The use of ciprofloxacin and fluconazole in Italian neonatal intensive care units: a nationwide survey.

BACKGROUND: Treatment and prophylaxis of sepsis in very low birth weight neonates is a matter of concern and research is being undertaken with the aim to give rise to shared approaches based on solid evidence. As part of a European initiative, a survey was set up to describe the use of two drugs in this area. The Italian national practices concerning neonatal sepsis, as well as calls for related guidance, are described. METHODS: A standardized and previously tested questionnaire was submitted online to all Italian level III NICUs. A 5-point Likert scale was used to analyze attitudinal replies. Categorical variables were compared by χ2 analysis and 2-tailed P-values are reported. RESULTS: Data was provided by 38 Italian NICUs (36% of the country's level III centers), 53% of which have 1-10 cases of bacterial sepsis monthly and 90% a prevalence of <1% fungal infections. Ciprofloxacin and fluconazole treatment for neonatal sepsis are scantly used in Italian NICUs (13% and 45%, respectively). Major concerns are related to the safety of ciprofloxacin and the efficacy of fluconazole. On the contrary, prophylaxis of fungal infections is a routine approach in many Italian NICUs. The use of both ciprofloxacin and fluconazole is characterized by a large inter-NICU variability in dose and scheme of use. The lack of adequate, shared evidence is a common consideration made by the survey participants. CONCLUSIONS: Common approaches are needed to standardize and update a national drug strategy for the prevention and treatment of sepsis in very low birth weight newborns. This can be achieved through collaborative initiatives aimed at setting up guidelines, based on available data, and multicenter trials to produce new evidence that will address the knowledge gaps.
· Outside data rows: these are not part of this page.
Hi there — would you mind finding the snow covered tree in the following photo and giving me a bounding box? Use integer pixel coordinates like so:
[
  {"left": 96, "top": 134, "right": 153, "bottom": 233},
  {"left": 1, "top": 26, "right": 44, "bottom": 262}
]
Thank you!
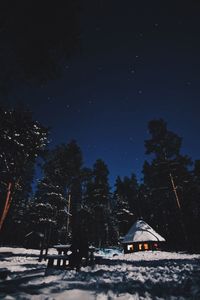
[
  {"left": 32, "top": 141, "right": 82, "bottom": 242},
  {"left": 84, "top": 159, "right": 111, "bottom": 247},
  {"left": 0, "top": 108, "right": 48, "bottom": 237},
  {"left": 113, "top": 175, "right": 138, "bottom": 238},
  {"left": 143, "top": 119, "right": 191, "bottom": 245}
]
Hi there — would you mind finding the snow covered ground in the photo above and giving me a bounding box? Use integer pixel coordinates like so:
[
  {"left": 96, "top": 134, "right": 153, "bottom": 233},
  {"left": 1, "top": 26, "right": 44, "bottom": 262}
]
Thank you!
[{"left": 0, "top": 247, "right": 200, "bottom": 300}]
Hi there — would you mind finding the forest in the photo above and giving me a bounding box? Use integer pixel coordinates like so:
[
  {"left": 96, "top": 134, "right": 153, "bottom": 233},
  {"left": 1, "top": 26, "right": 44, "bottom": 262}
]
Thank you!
[{"left": 0, "top": 107, "right": 200, "bottom": 252}]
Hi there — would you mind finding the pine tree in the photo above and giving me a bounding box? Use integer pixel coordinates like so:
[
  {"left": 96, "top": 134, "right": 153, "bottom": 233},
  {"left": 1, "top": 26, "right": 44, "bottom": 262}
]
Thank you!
[
  {"left": 0, "top": 108, "right": 48, "bottom": 238},
  {"left": 143, "top": 120, "right": 191, "bottom": 245},
  {"left": 84, "top": 159, "right": 112, "bottom": 247},
  {"left": 31, "top": 141, "right": 82, "bottom": 242},
  {"left": 114, "top": 175, "right": 138, "bottom": 238}
]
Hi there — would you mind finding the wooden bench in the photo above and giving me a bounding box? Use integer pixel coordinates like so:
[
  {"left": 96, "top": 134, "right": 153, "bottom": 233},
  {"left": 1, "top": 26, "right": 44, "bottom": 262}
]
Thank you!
[
  {"left": 0, "top": 268, "right": 10, "bottom": 280},
  {"left": 46, "top": 255, "right": 69, "bottom": 268}
]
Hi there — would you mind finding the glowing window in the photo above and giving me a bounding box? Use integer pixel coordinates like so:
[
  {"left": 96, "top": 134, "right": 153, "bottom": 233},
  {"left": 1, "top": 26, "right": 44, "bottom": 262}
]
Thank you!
[{"left": 127, "top": 245, "right": 133, "bottom": 251}]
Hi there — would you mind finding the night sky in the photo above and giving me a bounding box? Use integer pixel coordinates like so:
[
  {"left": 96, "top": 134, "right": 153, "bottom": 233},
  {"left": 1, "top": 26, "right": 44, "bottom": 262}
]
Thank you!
[{"left": 7, "top": 0, "right": 200, "bottom": 185}]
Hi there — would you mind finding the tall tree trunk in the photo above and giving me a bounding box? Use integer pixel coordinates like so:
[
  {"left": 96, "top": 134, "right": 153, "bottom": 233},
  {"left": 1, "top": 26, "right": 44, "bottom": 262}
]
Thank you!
[{"left": 0, "top": 182, "right": 12, "bottom": 231}]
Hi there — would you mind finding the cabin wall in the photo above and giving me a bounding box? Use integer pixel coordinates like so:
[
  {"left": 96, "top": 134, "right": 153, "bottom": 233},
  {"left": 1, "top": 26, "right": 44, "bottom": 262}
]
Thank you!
[{"left": 123, "top": 242, "right": 161, "bottom": 254}]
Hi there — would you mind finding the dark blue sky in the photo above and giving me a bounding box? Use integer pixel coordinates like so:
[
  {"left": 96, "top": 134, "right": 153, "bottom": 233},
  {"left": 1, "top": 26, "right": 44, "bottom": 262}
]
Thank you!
[{"left": 7, "top": 1, "right": 200, "bottom": 184}]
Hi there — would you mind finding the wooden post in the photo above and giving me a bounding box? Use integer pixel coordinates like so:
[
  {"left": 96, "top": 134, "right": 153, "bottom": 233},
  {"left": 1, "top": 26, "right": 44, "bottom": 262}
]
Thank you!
[
  {"left": 169, "top": 173, "right": 188, "bottom": 243},
  {"left": 0, "top": 182, "right": 12, "bottom": 231},
  {"left": 67, "top": 194, "right": 71, "bottom": 234},
  {"left": 169, "top": 173, "right": 181, "bottom": 209}
]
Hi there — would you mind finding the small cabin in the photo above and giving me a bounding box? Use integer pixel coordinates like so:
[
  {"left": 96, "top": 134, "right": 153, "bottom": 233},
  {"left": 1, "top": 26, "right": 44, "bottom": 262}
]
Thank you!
[{"left": 121, "top": 220, "right": 165, "bottom": 253}]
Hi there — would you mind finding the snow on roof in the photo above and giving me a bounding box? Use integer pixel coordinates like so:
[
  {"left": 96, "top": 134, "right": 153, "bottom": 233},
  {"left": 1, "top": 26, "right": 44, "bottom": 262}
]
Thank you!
[{"left": 122, "top": 220, "right": 165, "bottom": 244}]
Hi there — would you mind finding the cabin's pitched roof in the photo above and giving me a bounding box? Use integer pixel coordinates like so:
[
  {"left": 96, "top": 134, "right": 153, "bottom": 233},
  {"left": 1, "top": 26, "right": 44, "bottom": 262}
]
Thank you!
[{"left": 122, "top": 220, "right": 165, "bottom": 244}]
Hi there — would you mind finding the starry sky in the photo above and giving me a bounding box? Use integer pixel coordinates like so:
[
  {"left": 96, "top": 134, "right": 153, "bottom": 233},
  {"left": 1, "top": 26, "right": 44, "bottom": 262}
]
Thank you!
[{"left": 7, "top": 0, "right": 200, "bottom": 185}]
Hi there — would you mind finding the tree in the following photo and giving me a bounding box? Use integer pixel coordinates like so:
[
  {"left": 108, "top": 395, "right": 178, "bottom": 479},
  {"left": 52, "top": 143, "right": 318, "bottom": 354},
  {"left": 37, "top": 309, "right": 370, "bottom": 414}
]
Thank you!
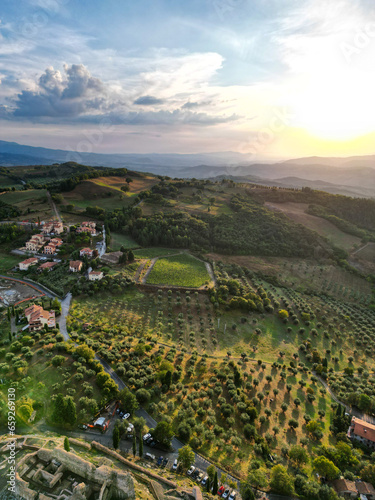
[
  {"left": 119, "top": 389, "right": 139, "bottom": 414},
  {"left": 212, "top": 470, "right": 219, "bottom": 495},
  {"left": 65, "top": 396, "right": 77, "bottom": 426},
  {"left": 270, "top": 464, "right": 294, "bottom": 496},
  {"left": 178, "top": 444, "right": 195, "bottom": 469},
  {"left": 112, "top": 427, "right": 120, "bottom": 450},
  {"left": 206, "top": 464, "right": 216, "bottom": 482},
  {"left": 289, "top": 445, "right": 309, "bottom": 467},
  {"left": 138, "top": 430, "right": 143, "bottom": 458},
  {"left": 64, "top": 436, "right": 70, "bottom": 451},
  {"left": 313, "top": 456, "right": 340, "bottom": 481},
  {"left": 150, "top": 422, "right": 174, "bottom": 447},
  {"left": 240, "top": 483, "right": 255, "bottom": 500}
]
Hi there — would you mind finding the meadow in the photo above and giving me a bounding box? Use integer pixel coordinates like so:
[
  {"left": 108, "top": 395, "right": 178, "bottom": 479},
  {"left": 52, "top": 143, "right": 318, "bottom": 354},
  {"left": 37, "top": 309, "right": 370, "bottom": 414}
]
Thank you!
[{"left": 147, "top": 253, "right": 210, "bottom": 288}]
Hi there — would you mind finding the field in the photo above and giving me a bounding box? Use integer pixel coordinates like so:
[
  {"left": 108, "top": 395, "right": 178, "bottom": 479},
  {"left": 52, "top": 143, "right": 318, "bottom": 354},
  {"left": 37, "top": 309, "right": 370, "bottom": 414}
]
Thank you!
[
  {"left": 266, "top": 202, "right": 361, "bottom": 251},
  {"left": 63, "top": 176, "right": 158, "bottom": 210},
  {"left": 134, "top": 247, "right": 180, "bottom": 259},
  {"left": 0, "top": 189, "right": 54, "bottom": 221},
  {"left": 206, "top": 253, "right": 371, "bottom": 304},
  {"left": 147, "top": 254, "right": 210, "bottom": 288}
]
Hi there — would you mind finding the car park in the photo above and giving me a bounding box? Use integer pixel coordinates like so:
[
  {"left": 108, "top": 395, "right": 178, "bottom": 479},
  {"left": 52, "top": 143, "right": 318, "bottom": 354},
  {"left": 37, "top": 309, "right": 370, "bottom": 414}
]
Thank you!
[
  {"left": 187, "top": 465, "right": 195, "bottom": 476},
  {"left": 201, "top": 476, "right": 208, "bottom": 486}
]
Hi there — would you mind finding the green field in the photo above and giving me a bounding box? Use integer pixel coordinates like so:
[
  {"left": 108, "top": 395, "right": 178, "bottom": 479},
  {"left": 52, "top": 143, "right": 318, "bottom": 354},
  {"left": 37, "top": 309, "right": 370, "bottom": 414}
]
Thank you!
[
  {"left": 110, "top": 233, "right": 139, "bottom": 252},
  {"left": 134, "top": 247, "right": 181, "bottom": 259},
  {"left": 147, "top": 254, "right": 210, "bottom": 288}
]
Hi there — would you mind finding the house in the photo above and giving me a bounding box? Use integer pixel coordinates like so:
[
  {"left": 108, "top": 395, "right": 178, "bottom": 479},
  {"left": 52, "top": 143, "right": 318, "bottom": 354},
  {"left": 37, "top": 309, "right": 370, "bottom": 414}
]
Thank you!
[
  {"left": 43, "top": 221, "right": 64, "bottom": 234},
  {"left": 43, "top": 243, "right": 56, "bottom": 255},
  {"left": 355, "top": 481, "right": 375, "bottom": 500},
  {"left": 79, "top": 248, "right": 94, "bottom": 257},
  {"left": 38, "top": 262, "right": 57, "bottom": 271},
  {"left": 89, "top": 271, "right": 103, "bottom": 281},
  {"left": 18, "top": 257, "right": 38, "bottom": 271},
  {"left": 76, "top": 226, "right": 96, "bottom": 236},
  {"left": 348, "top": 417, "right": 375, "bottom": 449},
  {"left": 25, "top": 304, "right": 56, "bottom": 332},
  {"left": 331, "top": 478, "right": 358, "bottom": 498},
  {"left": 69, "top": 260, "right": 83, "bottom": 273},
  {"left": 50, "top": 238, "right": 64, "bottom": 247}
]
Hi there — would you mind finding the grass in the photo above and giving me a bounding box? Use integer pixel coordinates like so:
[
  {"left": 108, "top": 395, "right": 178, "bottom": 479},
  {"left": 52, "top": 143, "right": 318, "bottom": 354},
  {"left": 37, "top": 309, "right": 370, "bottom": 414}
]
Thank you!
[
  {"left": 110, "top": 233, "right": 139, "bottom": 252},
  {"left": 0, "top": 251, "right": 22, "bottom": 274},
  {"left": 134, "top": 247, "right": 181, "bottom": 259},
  {"left": 266, "top": 202, "right": 361, "bottom": 251},
  {"left": 147, "top": 254, "right": 210, "bottom": 288}
]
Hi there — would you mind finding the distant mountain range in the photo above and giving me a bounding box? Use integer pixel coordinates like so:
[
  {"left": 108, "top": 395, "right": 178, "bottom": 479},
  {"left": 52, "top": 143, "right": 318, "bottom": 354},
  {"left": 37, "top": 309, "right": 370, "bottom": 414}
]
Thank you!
[{"left": 0, "top": 141, "right": 375, "bottom": 197}]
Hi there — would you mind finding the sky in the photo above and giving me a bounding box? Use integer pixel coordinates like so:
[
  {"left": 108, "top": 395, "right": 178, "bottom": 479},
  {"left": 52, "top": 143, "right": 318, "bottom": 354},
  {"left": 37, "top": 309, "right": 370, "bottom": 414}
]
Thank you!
[{"left": 0, "top": 0, "right": 375, "bottom": 161}]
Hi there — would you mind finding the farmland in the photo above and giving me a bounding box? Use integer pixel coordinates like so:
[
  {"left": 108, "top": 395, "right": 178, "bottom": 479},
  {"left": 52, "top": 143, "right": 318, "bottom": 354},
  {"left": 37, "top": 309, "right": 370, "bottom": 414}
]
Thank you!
[
  {"left": 266, "top": 202, "right": 361, "bottom": 251},
  {"left": 147, "top": 254, "right": 210, "bottom": 288}
]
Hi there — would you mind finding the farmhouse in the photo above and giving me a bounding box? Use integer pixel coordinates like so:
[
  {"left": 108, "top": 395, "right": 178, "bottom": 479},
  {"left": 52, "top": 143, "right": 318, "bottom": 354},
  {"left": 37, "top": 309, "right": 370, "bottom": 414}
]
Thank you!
[
  {"left": 50, "top": 238, "right": 64, "bottom": 247},
  {"left": 18, "top": 257, "right": 38, "bottom": 271},
  {"left": 89, "top": 271, "right": 103, "bottom": 281},
  {"left": 356, "top": 481, "right": 375, "bottom": 500},
  {"left": 76, "top": 222, "right": 96, "bottom": 236},
  {"left": 348, "top": 417, "right": 375, "bottom": 449},
  {"left": 331, "top": 478, "right": 358, "bottom": 498},
  {"left": 38, "top": 262, "right": 57, "bottom": 271},
  {"left": 43, "top": 221, "right": 64, "bottom": 234},
  {"left": 79, "top": 248, "right": 94, "bottom": 257},
  {"left": 69, "top": 260, "right": 83, "bottom": 273},
  {"left": 25, "top": 304, "right": 56, "bottom": 332},
  {"left": 43, "top": 243, "right": 56, "bottom": 255}
]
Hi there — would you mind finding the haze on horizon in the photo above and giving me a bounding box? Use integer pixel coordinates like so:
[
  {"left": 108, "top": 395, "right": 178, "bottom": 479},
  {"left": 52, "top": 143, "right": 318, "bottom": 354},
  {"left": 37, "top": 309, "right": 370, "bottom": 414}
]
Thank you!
[{"left": 0, "top": 0, "right": 375, "bottom": 160}]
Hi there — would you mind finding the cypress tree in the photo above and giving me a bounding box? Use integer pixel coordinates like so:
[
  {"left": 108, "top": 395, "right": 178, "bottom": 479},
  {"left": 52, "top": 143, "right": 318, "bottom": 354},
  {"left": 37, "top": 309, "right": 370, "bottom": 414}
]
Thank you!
[
  {"left": 65, "top": 396, "right": 77, "bottom": 426},
  {"left": 212, "top": 470, "right": 219, "bottom": 495},
  {"left": 138, "top": 429, "right": 143, "bottom": 458},
  {"left": 133, "top": 432, "right": 137, "bottom": 457},
  {"left": 112, "top": 427, "right": 120, "bottom": 450},
  {"left": 64, "top": 436, "right": 70, "bottom": 451}
]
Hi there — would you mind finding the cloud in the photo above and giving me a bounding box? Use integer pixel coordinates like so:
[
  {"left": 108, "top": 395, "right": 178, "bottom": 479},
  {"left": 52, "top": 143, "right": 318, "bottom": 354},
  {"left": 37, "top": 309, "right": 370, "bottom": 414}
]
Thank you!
[
  {"left": 14, "top": 64, "right": 109, "bottom": 118},
  {"left": 133, "top": 95, "right": 164, "bottom": 106}
]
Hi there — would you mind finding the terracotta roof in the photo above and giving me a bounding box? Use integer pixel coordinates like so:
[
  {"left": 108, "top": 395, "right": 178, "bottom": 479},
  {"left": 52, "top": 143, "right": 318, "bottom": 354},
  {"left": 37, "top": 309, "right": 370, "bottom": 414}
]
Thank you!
[
  {"left": 352, "top": 417, "right": 375, "bottom": 443},
  {"left": 356, "top": 481, "right": 375, "bottom": 495},
  {"left": 332, "top": 479, "right": 357, "bottom": 494},
  {"left": 20, "top": 257, "right": 38, "bottom": 265},
  {"left": 38, "top": 262, "right": 57, "bottom": 269},
  {"left": 69, "top": 260, "right": 83, "bottom": 269}
]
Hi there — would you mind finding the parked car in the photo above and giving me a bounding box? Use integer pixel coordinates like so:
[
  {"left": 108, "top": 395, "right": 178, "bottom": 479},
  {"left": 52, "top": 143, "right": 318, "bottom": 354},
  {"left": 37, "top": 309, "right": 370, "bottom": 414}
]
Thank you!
[{"left": 187, "top": 465, "right": 195, "bottom": 476}]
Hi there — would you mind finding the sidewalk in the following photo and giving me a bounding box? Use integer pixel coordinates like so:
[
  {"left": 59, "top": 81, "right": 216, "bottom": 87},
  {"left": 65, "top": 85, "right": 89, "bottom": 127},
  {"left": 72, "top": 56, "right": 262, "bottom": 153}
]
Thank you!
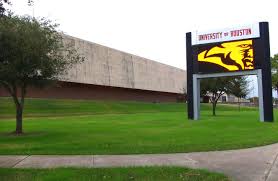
[{"left": 0, "top": 143, "right": 278, "bottom": 181}]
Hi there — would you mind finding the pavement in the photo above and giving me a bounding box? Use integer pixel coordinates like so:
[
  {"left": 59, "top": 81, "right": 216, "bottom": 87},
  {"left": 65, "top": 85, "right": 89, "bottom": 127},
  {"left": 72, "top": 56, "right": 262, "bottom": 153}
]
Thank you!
[{"left": 0, "top": 143, "right": 278, "bottom": 181}]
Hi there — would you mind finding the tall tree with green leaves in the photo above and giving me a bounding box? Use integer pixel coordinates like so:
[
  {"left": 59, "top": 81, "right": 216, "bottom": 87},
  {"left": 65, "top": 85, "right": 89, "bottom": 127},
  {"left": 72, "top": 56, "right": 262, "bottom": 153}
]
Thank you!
[
  {"left": 230, "top": 76, "right": 249, "bottom": 111},
  {"left": 201, "top": 77, "right": 234, "bottom": 116},
  {"left": 0, "top": 14, "right": 84, "bottom": 134},
  {"left": 0, "top": 0, "right": 11, "bottom": 16},
  {"left": 270, "top": 54, "right": 278, "bottom": 95}
]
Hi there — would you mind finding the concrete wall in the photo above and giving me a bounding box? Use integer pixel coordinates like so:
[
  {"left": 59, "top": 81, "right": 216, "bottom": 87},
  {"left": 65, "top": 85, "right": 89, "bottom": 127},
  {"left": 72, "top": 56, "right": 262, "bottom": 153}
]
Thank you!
[{"left": 62, "top": 36, "right": 186, "bottom": 93}]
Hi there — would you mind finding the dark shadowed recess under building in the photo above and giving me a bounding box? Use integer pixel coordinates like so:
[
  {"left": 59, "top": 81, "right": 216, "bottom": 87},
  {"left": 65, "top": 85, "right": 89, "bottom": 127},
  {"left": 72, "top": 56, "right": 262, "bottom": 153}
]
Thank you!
[{"left": 0, "top": 35, "right": 186, "bottom": 102}]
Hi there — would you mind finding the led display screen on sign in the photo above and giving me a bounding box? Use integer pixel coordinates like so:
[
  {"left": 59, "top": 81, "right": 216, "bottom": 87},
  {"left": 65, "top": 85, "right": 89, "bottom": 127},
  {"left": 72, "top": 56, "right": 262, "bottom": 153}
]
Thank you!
[
  {"left": 186, "top": 22, "right": 273, "bottom": 122},
  {"left": 192, "top": 25, "right": 261, "bottom": 73}
]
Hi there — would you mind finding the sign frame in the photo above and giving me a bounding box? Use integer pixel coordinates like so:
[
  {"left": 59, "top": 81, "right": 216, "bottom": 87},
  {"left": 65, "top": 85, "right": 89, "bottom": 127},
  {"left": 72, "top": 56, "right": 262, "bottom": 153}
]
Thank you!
[{"left": 186, "top": 22, "right": 273, "bottom": 122}]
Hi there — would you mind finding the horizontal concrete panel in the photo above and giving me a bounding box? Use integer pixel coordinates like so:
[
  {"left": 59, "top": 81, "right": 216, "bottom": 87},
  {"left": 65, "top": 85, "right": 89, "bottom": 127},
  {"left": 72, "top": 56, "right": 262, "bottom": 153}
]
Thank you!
[{"left": 61, "top": 35, "right": 186, "bottom": 93}]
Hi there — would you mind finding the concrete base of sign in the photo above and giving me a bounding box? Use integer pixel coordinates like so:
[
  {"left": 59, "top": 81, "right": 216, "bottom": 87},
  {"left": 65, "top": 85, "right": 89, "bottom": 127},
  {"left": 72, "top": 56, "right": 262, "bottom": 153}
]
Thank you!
[{"left": 193, "top": 69, "right": 265, "bottom": 122}]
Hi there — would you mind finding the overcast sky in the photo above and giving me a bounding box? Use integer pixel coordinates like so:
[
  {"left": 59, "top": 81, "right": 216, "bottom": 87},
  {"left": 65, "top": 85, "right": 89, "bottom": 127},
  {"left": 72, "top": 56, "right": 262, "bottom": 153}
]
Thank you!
[{"left": 8, "top": 0, "right": 278, "bottom": 97}]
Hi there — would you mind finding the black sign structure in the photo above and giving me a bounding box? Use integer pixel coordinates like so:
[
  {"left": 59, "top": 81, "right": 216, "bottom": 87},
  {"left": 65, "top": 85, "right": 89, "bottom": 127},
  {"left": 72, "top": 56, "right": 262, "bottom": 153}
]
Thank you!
[{"left": 186, "top": 22, "right": 273, "bottom": 122}]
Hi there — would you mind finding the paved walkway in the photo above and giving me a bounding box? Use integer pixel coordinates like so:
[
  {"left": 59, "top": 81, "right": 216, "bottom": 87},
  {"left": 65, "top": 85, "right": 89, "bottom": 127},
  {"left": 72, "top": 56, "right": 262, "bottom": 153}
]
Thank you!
[{"left": 0, "top": 143, "right": 278, "bottom": 181}]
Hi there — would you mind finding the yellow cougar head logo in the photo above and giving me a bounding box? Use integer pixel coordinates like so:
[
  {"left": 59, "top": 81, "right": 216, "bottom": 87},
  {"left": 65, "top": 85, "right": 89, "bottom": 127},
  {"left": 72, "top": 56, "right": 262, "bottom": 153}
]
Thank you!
[{"left": 198, "top": 40, "right": 254, "bottom": 71}]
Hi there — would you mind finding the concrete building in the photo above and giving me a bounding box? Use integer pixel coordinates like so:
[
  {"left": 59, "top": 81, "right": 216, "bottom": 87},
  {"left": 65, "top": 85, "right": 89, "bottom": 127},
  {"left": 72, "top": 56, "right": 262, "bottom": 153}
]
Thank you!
[{"left": 0, "top": 35, "right": 186, "bottom": 102}]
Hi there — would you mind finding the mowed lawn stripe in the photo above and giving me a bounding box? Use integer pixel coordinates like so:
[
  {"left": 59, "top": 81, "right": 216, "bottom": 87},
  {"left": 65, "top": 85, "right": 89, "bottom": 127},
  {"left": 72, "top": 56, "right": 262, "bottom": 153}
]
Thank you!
[{"left": 0, "top": 99, "right": 278, "bottom": 155}]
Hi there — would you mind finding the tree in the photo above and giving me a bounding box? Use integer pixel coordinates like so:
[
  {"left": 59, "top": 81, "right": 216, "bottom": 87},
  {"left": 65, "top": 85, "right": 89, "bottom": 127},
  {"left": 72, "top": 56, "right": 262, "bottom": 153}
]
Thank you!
[
  {"left": 201, "top": 77, "right": 233, "bottom": 116},
  {"left": 230, "top": 76, "right": 249, "bottom": 111},
  {"left": 0, "top": 14, "right": 84, "bottom": 134},
  {"left": 270, "top": 54, "right": 278, "bottom": 95},
  {"left": 0, "top": 0, "right": 10, "bottom": 16}
]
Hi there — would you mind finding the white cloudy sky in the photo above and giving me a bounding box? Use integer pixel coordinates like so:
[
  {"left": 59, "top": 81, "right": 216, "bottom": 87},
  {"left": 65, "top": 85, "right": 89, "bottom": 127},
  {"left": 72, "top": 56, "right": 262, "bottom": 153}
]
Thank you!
[{"left": 7, "top": 0, "right": 278, "bottom": 97}]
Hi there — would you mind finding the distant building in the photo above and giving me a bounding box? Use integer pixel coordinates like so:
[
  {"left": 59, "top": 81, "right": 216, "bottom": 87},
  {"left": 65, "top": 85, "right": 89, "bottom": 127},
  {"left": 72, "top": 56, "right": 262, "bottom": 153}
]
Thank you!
[{"left": 0, "top": 35, "right": 186, "bottom": 102}]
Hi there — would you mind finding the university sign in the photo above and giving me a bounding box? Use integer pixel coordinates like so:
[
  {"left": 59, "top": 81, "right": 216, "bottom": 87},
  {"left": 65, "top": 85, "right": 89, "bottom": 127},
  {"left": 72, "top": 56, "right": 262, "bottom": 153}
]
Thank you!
[{"left": 186, "top": 22, "right": 273, "bottom": 121}]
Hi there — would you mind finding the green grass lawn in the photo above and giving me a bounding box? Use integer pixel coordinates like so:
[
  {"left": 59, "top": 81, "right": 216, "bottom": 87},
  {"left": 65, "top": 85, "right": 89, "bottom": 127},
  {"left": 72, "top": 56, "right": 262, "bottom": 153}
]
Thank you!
[
  {"left": 0, "top": 98, "right": 278, "bottom": 155},
  {"left": 0, "top": 167, "right": 230, "bottom": 181}
]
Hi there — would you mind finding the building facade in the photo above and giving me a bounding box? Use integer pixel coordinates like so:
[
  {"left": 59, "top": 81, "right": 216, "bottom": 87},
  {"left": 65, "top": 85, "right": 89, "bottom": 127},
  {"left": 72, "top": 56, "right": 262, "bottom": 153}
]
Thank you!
[{"left": 0, "top": 35, "right": 186, "bottom": 102}]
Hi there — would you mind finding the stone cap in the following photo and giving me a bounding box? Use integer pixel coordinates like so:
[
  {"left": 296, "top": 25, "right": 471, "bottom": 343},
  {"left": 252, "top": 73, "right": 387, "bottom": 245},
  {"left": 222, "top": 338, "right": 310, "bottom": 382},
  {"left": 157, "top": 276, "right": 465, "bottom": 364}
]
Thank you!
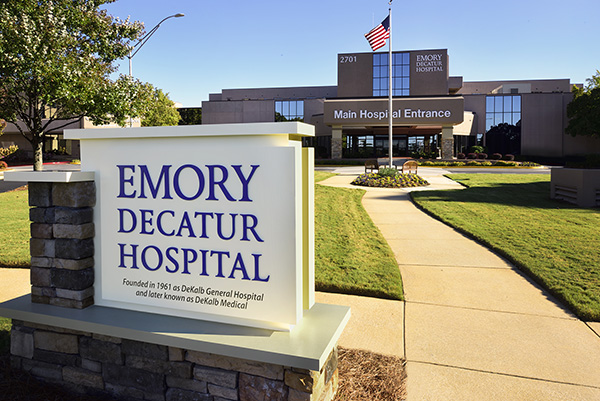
[
  {"left": 64, "top": 121, "right": 315, "bottom": 140},
  {"left": 0, "top": 295, "right": 350, "bottom": 371},
  {"left": 4, "top": 170, "right": 95, "bottom": 183}
]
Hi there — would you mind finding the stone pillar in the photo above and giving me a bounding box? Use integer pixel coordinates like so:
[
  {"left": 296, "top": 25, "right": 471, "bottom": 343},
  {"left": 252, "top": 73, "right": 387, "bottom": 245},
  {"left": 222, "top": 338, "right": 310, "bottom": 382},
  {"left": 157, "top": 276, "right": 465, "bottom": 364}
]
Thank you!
[
  {"left": 29, "top": 181, "right": 96, "bottom": 309},
  {"left": 442, "top": 126, "right": 454, "bottom": 160},
  {"left": 331, "top": 125, "right": 342, "bottom": 159}
]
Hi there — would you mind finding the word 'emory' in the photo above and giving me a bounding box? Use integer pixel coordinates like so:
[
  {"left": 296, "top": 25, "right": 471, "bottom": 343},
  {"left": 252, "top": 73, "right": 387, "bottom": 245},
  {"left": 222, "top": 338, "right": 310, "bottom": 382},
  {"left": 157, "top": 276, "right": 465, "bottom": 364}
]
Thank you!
[{"left": 117, "top": 164, "right": 260, "bottom": 202}]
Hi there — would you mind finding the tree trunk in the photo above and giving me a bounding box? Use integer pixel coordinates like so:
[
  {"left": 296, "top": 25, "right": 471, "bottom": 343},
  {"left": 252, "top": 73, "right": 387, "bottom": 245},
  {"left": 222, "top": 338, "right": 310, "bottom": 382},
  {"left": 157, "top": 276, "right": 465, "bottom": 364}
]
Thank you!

Wide intra- and inter-country variability in drug use and dosage in very-low-birth-weight newborns with severe infections.

PURPOSE: To describe the use of ciprofloxacin and fluconazole for the treatment of sepsis in European neonatal intensive care units (NICUs) in order to better orient research aimed at acquiring essential knowledge in this critical area. METHODS: The survey consisted of an online questionnaire for all participating NICUs on treatment schemes employed, rationales behind drug choices and interest in participation in research involving the two drugs. RESULTS: A total of 189 level II and III NICUs participated in the survey, representing 25 countries, with Italy, UK and France providing the greatest number of centres (54 % of total). Ciprofloxacin is used in 25 % of NICUs that responded, although the indications for administering it vary between centres and the dosage ranges vary considerably, with 25 % of NICUs giving ≤10 mg/kg/day and another 25 % giving ≥21 mg/kg/day. Factors given as affecting the decision to use ciprofloxacin are uncertainty about its safety and pharmacokinetics and level of penetration in the cerebrospinal fluid. Among the 70 % of responding units that use fluconazole to treat fungal infection, 45 % administer 6 mg/kg unit doses while 33 % administer 12 mg/kg; 41 % of NICUs use a 24-h interval between administrations while 20 % wait 72 h. Among the responding NICUs, 57 % were willing to participate in a project on ciprofloxacin and 59 % would consider participating in a randomized controlled trial evaluating fluconazole versus micafungin. CONCLUSIONS: Great variability in therapies exists within and between countries. Numerous centres are interested in participating in research on these drugs, highlighting the need for further knowledge on sepsis treatment and European centres' interest in off-patent medicine research.